De pronto los asaltaron los recuerdos. Sucesos sobre los que llevaban décadas sin hablar, que creían haber olvidado tiempo atrás, de repente revivían en su cabeza como si hubieran ocurrido el día anterior. También esos viejos términos y conceptos que llevaban tanto tiempo sin usar salían con toda naturalidad de su boca. «La señora baronesa», «el señor», «la hija del barón» «Franziska», «el señor inspector», «la señorita». Solo obviaron la desgracia acaecida con Grete, la hermana de Karl-Erich, y el joven barón, Heinrich-Ernst. Mine opinaba que Grete era la culpable de su desgracia, que debería haber confiado en la señora baronesa, pero no lo hizo. En cambio se fue corriendo a ver a la vieja Koop, que vivía en la cabaña de pescados situada en la orilla del lago, y conocía todo tipo de remedios. El joven barón Heinrich-Ernst era un hombre guapo. Travieso como eran todos esos chicos jóvenes. Había destacado en Francia y lo promocionaron pronto a subteniente.
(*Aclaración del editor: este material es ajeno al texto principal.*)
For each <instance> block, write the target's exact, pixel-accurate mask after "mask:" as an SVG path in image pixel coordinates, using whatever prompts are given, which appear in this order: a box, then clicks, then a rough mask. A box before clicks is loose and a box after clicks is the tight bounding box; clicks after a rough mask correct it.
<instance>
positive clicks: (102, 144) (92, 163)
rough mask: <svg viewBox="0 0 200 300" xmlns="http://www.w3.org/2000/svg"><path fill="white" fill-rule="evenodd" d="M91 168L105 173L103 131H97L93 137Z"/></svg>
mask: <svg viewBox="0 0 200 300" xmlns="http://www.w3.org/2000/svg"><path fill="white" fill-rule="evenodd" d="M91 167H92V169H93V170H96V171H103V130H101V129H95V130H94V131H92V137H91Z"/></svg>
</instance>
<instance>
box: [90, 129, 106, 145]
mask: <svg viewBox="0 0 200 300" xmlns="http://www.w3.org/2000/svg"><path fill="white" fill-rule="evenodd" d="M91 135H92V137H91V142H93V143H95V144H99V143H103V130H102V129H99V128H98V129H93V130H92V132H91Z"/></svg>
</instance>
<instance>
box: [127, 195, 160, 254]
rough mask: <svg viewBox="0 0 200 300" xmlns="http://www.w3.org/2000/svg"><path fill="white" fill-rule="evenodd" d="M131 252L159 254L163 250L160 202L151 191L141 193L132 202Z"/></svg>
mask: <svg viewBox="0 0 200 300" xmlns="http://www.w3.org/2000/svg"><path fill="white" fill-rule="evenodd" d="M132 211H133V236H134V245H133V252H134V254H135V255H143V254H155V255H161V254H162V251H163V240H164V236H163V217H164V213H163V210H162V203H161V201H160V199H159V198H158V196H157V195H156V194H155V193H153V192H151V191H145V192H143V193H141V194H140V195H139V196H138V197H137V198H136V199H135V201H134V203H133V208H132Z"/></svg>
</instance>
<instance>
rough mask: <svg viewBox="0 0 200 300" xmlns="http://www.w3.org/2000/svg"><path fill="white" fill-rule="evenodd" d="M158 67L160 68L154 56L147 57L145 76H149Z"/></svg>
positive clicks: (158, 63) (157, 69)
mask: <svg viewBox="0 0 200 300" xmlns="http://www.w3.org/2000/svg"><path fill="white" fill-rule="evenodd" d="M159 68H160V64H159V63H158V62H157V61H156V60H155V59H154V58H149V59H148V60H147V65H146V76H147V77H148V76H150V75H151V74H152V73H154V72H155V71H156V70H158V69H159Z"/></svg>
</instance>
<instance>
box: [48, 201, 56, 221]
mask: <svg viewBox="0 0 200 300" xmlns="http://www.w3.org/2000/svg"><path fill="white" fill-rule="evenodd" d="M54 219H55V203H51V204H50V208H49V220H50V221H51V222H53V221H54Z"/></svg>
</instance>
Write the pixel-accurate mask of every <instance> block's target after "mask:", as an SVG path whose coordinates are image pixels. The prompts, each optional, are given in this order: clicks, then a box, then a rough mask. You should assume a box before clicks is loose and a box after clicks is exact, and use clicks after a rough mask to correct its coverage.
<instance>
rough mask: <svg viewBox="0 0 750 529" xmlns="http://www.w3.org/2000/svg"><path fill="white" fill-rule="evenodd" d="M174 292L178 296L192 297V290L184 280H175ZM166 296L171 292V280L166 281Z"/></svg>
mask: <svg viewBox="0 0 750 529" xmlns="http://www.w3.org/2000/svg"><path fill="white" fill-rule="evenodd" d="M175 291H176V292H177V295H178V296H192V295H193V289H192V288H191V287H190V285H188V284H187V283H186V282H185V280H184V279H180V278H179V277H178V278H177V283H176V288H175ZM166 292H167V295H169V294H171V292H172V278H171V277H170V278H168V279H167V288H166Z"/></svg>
De noche, acostados en el lecho conyugal, siguieron hablando de los viejos tiempos. Se casaron en 1940, y el señor barón les dio esa vivienda en la antigua casa de los campesinos, no muy lejos de la mansión, además del armario, la cama y un regalo en metálico. Cuando llamaron a filas a Karl-Erich, Karla acababa de nacer. Vinzent y Olle fueron «engendrados» cuando Karl-Erich volvió de vacaciones a casa.

—Cuando pienso que regresaste sano y salvo conmigo y los niños… —musitó Mine a media voz—. Y arriba, en la mansión, seguían todos ausentes. Los dos hijos y el bueno del señor barón…

—Tienes toda la razón —murmuró Karl-Erich, y ella notó su mano nudosa y dura en el codo—. Pero eso de «el bueno del señor barón» será mejor que no lo digas muy alto.

—Pero es verdad —insistió ella—. Seguro que había otros, pero nuestro barón era un buen señor. Y si Franziska von Dranitz se vuelve a instalar en la mansión, no seré yo quien ponga reparos.

—Buenas noches —dijo Karl-Erich, que no tenía ganas de cerrar una noche tan bonita con una discusión, y se giró a un lado.

La mañana llegó con una sorpresa que, sobre todo, gustó muy poco al matrimonio Pospuscheit. Cuando Mine se dirigía al Konsum bajo la llovizna porque la señora Kruse le había contado que había naranjas, vio un coche blanco parecido al vehículo de la señora baronesa. El vehículo giró en el camino de arena hacia la antigua mansión y se detuvo muy cerca de la entrada. No cabía duda: era Franziska von Dranitz la que bajó y le hizo una señal a un camión para que siguiera hacia la izquierda hasta la casa del inspector. El camión iba dando bandazos, pues el antiguo acceso hacía tiempo que estaba cubierto de malas hierbas y lleno de piedras, por lo que tuvo que detenerse antes de los primeros árboles.

El conductor bajó la ventanilla.

—A partir de aquí no podemos continuar. ¿Dónde podemos descargar?

—Ahí arriba. ¿Ve las paredes? Colóquese justo delante de la cabaña del jardín —ordenó Franziska von Dranitz tan alto que Mine lo oyó todo.

La anciana se quedó clavada delante de la tienda, con la bolsa de la compra en la mano. La voz aguda y enérgica de la señora baronesa no había cambiado nada en los últimos cuarenta y cinco años. Tampoco su determinación.